Bill Johnson, 41, died in May 2011 from complications caused by a severe bowel obstruction, a known side-effect of his medication, at St Andrew’s Hospital in Northampton.
While his non-compliance with an examination led to the obstruction being undiagnosed, the failure of staff to record the outcome meant that nobody on the ward knew he had not been examined.
Johnson had been detained for 18 years under the Mental Health Act. His death was caused by multiple organ failure resulting from a severe bowel obstruction that had developed over several months.
His family has called for a public enquiry following the inquest, which overturned the verdict of a previous inquest in March 2012 – especially given that three similar deaths had been recorded on the same ward within seven-months.
Tom Osborne, HM Coroner for Milton Keynes, said in his verdict on Johnson’s death: “An annual physical systemic examination recorded that no abnormal findings had been detected and had not recorded in his medical notes and records that the examination could not be completed because of his non co-operation.

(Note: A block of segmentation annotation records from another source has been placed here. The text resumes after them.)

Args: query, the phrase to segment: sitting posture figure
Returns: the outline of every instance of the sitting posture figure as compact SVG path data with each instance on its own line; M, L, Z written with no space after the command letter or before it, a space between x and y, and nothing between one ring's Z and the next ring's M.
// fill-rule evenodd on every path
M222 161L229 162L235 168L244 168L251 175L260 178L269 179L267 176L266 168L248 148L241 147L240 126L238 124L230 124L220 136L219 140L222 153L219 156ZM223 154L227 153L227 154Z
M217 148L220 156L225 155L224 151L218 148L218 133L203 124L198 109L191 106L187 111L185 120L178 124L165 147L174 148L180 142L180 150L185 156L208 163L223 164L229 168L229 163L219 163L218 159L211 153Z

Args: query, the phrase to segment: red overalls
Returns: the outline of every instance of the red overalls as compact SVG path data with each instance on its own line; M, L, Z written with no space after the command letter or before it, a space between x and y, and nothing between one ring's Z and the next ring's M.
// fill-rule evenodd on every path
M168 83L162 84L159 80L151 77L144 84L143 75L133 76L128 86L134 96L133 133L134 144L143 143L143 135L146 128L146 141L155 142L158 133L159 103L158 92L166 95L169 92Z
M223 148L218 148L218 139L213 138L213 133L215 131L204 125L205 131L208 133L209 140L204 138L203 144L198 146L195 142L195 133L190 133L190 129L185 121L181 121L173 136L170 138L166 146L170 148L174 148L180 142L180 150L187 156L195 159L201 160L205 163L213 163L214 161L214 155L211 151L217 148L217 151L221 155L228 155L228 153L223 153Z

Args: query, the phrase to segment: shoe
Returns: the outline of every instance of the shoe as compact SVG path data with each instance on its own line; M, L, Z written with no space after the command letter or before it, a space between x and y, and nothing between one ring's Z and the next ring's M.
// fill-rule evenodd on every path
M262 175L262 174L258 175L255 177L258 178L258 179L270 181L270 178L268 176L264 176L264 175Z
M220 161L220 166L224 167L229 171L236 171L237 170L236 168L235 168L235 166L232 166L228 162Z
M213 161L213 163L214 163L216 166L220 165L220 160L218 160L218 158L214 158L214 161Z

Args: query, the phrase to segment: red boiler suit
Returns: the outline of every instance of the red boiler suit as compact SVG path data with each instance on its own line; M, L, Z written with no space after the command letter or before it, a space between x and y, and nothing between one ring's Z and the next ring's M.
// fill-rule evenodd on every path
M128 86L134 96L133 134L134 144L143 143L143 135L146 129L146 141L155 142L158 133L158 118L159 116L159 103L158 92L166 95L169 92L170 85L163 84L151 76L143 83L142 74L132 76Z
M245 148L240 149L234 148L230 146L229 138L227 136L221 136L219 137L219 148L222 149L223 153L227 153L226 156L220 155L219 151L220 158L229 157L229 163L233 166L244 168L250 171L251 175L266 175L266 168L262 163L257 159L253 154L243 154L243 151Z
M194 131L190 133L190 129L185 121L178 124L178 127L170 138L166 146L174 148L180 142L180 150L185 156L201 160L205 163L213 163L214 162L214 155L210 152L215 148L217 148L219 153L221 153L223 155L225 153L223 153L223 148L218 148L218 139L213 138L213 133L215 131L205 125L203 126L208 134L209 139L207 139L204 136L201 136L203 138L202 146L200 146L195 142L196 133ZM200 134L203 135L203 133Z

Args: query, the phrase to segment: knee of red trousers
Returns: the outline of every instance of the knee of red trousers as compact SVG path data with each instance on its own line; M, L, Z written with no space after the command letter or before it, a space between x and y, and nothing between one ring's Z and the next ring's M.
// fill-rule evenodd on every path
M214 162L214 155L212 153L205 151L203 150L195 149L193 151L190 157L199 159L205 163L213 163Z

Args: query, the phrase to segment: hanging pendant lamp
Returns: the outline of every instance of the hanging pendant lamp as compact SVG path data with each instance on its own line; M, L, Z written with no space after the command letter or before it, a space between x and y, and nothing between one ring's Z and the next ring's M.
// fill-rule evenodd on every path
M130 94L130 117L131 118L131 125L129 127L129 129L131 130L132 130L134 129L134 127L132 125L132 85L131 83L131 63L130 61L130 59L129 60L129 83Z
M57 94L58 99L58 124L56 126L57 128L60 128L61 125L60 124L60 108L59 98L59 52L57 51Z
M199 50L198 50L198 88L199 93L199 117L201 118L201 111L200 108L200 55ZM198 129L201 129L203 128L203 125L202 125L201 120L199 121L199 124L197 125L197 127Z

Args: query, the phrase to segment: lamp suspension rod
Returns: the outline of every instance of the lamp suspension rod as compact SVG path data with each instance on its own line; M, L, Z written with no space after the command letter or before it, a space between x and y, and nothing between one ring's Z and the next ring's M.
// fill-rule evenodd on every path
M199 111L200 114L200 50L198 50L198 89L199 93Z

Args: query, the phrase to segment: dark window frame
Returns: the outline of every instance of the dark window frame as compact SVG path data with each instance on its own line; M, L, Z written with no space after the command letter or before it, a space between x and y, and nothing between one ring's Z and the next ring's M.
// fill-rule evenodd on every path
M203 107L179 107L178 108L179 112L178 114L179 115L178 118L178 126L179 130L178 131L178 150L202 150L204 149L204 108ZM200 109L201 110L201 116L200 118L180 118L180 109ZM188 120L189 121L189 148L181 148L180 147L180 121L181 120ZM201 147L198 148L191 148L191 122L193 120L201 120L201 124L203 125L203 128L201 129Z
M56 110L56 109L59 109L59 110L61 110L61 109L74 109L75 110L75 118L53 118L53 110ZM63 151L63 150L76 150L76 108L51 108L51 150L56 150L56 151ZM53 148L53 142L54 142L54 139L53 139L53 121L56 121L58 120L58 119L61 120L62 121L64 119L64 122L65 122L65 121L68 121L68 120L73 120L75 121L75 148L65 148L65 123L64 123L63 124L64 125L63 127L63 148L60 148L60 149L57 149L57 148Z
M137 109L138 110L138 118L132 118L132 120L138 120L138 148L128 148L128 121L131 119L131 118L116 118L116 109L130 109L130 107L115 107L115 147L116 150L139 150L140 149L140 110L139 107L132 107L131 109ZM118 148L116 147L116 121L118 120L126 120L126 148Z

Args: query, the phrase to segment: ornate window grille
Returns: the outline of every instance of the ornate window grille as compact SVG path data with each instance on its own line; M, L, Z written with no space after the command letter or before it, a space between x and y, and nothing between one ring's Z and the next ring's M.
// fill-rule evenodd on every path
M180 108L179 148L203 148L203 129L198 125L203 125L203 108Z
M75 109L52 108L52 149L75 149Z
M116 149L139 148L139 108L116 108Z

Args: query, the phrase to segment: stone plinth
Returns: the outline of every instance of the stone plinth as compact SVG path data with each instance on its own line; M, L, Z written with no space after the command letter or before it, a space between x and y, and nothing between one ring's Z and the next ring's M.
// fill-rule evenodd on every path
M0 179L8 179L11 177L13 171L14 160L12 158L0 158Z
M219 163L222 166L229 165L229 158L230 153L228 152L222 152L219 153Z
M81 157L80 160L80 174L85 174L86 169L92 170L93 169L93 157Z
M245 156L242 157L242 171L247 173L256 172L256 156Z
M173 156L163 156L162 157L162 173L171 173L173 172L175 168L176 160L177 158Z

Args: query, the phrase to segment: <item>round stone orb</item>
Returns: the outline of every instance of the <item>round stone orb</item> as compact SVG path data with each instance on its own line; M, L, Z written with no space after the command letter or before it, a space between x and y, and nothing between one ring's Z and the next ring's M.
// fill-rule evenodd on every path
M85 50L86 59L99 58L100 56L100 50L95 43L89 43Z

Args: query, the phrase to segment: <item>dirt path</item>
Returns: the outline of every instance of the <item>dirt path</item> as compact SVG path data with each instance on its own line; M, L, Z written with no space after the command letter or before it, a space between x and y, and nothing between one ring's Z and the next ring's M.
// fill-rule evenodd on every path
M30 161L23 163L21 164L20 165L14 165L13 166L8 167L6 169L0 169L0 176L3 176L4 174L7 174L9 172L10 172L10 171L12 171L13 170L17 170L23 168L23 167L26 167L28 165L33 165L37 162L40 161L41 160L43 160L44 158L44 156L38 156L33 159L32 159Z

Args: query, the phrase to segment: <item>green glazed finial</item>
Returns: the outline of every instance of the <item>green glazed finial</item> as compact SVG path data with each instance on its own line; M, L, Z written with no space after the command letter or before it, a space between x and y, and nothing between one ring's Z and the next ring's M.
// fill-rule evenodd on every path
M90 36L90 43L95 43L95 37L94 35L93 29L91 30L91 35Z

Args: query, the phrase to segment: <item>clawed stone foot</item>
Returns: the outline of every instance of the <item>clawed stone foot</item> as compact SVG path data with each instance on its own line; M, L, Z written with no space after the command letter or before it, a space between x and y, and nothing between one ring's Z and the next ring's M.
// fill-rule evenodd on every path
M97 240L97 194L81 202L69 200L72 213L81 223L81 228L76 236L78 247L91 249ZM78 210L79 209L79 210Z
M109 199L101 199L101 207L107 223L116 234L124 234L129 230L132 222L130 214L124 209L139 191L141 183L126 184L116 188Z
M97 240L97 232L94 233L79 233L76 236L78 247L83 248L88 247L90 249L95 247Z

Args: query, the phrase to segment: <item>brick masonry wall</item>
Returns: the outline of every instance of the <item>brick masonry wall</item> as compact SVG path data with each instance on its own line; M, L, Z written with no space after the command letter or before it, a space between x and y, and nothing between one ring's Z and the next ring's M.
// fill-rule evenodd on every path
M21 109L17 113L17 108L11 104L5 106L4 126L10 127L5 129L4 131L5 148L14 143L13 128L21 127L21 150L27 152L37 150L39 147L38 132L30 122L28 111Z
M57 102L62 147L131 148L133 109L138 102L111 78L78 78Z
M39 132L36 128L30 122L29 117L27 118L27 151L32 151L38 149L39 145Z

“Clinical and nursing staff were not aware that it had not been completed. His bowel movements were not monitored and the serious nature of his condition was not recognised which resulted in a lost opportunity to successfully treat his condition.”
The Coroner’s investigation revealed an internal report noting that Johnson was the fourth patient to die on the same ward from apparently similar causes in seven months. This report was not seen by the Coroner at the time of the original inquest.
The inquest has raised issues regarding the role of the Care Quality Commission (CQC), which is reviewing the case.
The Coroner noted that the review might have positive future implications for patients under section by raising awareness of the physical risks of high-dose psychiatric medication.